Home > Humor, Random Musings, Stories from Childhood > Prince Charming was an Idiot (Or, What We Learn from Fairy Tales)

Prince Charming was an Idiot (Or, What We Learn from Fairy Tales)

(This is a post from an old blog. It’s one of my favorites. I hope you enjoy it. Also, is it fairytales or fairy tales? I can never remember.)

I’m a hopeless, throw-caution-to-the-wind romantic. I believe in love. Worse yet, I believe in true love (or twu wuv, for those who have survived the Pit of Despair). I mean, everyone knows that false love is just so tacky. I do hope that you didn’t miss the memo on that. Regardless, a copy of it will be along shortly, with the TPS reports. Feel free to make copies, if the copier decides to cooperate. And, no, no one really knows what PC Load Letter means.

Anyway, let’s get back to the point: fairy tales mess with your mind. Almost every girl I know was raised on all those classic fairy tales and stories. Disney, of course, served most of these tales to the Masses (I’m not even going to touch the Grimm versions). While they are entertaining stories, they are a recipe for epic disaster. They have the same basic formula: boy meets girl. One of them is some sort of royalty.
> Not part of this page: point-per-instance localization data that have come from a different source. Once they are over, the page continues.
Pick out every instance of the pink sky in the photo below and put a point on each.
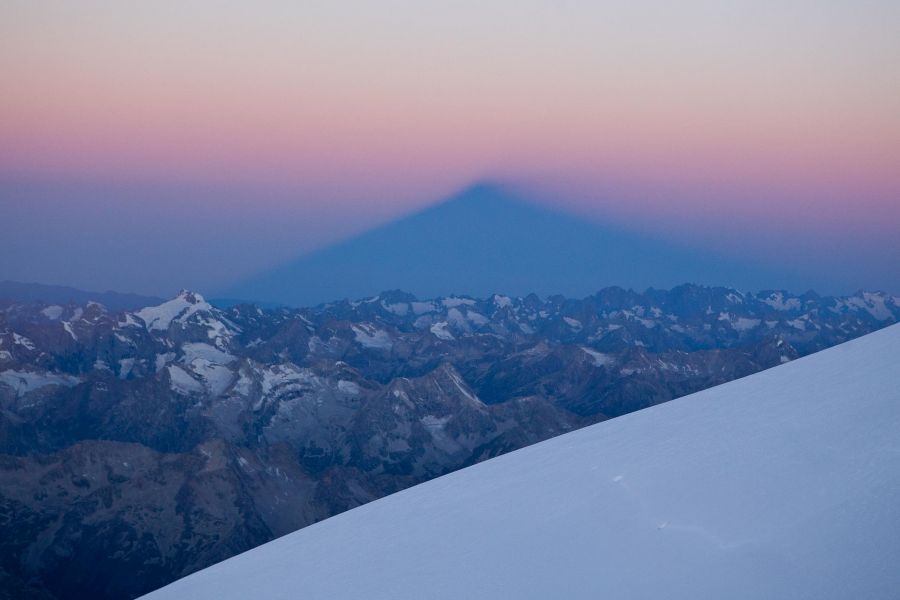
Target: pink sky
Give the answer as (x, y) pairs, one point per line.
(720, 114)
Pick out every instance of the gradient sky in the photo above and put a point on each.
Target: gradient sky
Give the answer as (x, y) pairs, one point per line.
(147, 146)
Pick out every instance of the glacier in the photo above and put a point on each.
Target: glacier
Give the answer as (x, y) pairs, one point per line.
(783, 484)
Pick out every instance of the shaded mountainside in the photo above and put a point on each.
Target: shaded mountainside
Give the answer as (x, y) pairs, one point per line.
(141, 446)
(783, 485)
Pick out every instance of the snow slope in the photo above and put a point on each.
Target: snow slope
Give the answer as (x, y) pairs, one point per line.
(785, 484)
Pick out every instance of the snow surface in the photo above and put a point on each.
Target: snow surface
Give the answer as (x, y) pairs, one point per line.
(439, 330)
(53, 312)
(24, 382)
(781, 485)
(371, 337)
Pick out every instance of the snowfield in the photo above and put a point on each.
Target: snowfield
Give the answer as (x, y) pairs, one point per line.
(784, 484)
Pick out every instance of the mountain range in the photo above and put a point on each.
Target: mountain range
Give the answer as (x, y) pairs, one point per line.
(139, 446)
(782, 485)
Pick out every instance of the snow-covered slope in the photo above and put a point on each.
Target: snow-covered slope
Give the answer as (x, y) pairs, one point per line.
(785, 484)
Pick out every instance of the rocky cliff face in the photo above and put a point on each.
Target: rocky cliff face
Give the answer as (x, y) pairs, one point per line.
(140, 446)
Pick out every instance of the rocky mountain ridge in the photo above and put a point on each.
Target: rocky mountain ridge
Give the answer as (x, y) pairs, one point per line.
(139, 446)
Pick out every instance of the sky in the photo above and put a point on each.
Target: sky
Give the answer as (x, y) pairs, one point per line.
(150, 146)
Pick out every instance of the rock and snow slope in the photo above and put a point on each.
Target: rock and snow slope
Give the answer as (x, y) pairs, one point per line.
(784, 484)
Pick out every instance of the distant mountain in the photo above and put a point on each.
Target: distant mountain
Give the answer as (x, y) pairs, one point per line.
(139, 446)
(782, 485)
(488, 240)
(17, 291)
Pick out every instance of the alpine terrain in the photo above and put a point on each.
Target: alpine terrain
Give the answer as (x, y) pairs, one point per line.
(139, 446)
(782, 485)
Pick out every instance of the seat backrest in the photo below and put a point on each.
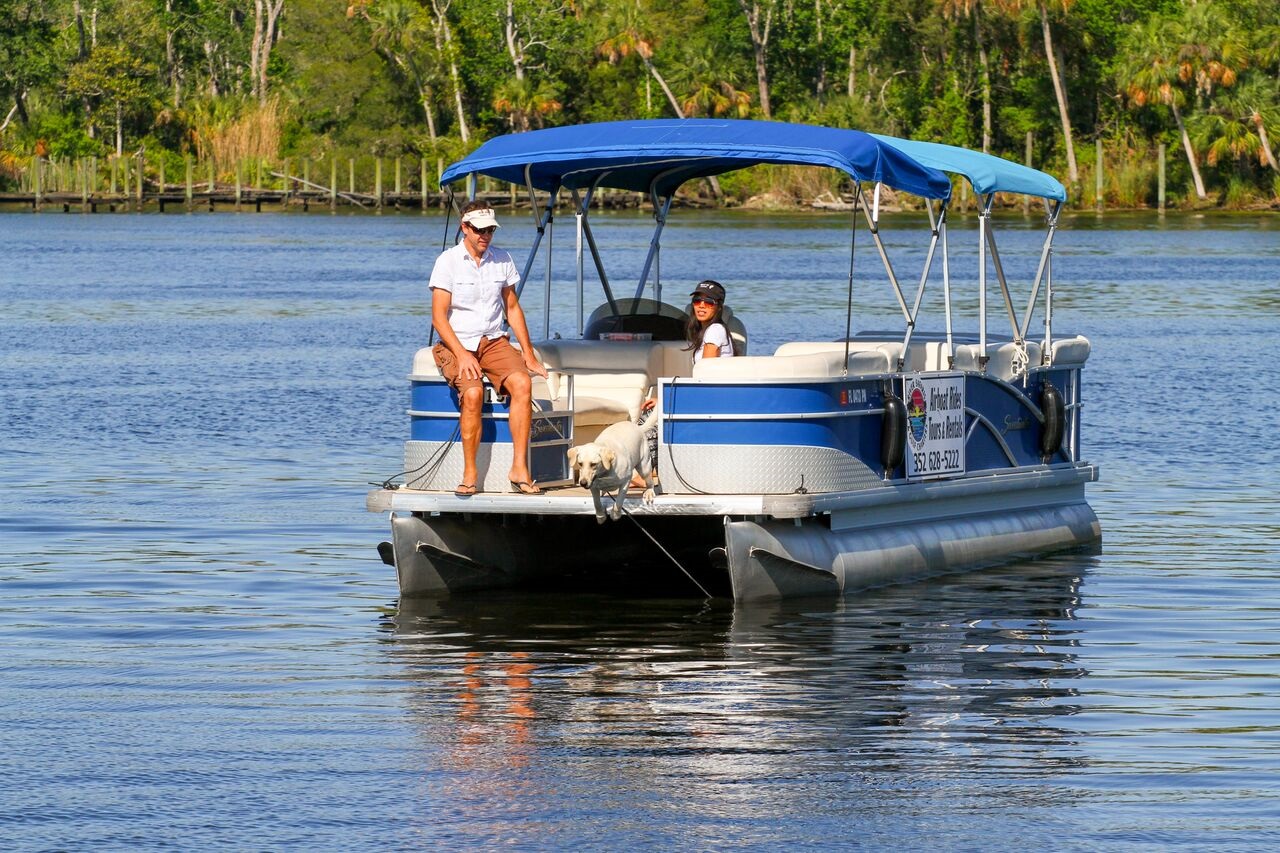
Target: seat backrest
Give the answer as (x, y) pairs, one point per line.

They fall in love quicker than you can accelerate your car. Enter the villain. This surely signals impending doom! Don’t you hear the scary music? But, no. The villain’s plans are thwarted. Boy and girl go riding off into the proverbial sunset. The End! Everything’s great, right?

Well, what do we actually know about these dashing princes (Here’s a few: Prince Charming, Prince Philip, Prince Eric, and “just” Prince, who is Snow White’s prince. And, really, what’s up with that? He doesn’t even have a NAME.)? Think about it. They have no personality. Well, that’s not exactly true. They’re heroic, right? They rush off to fight danger, braving all kinds of things, like dragons. It’s all in the name of love (somewhere, Bono is nodding his head). Let’s consider Cinderella’s Prince Charming (not to be confused with Sleeping Beauty‘s Prince Philip). Is he even charming, or is that the biggest misnomer ever?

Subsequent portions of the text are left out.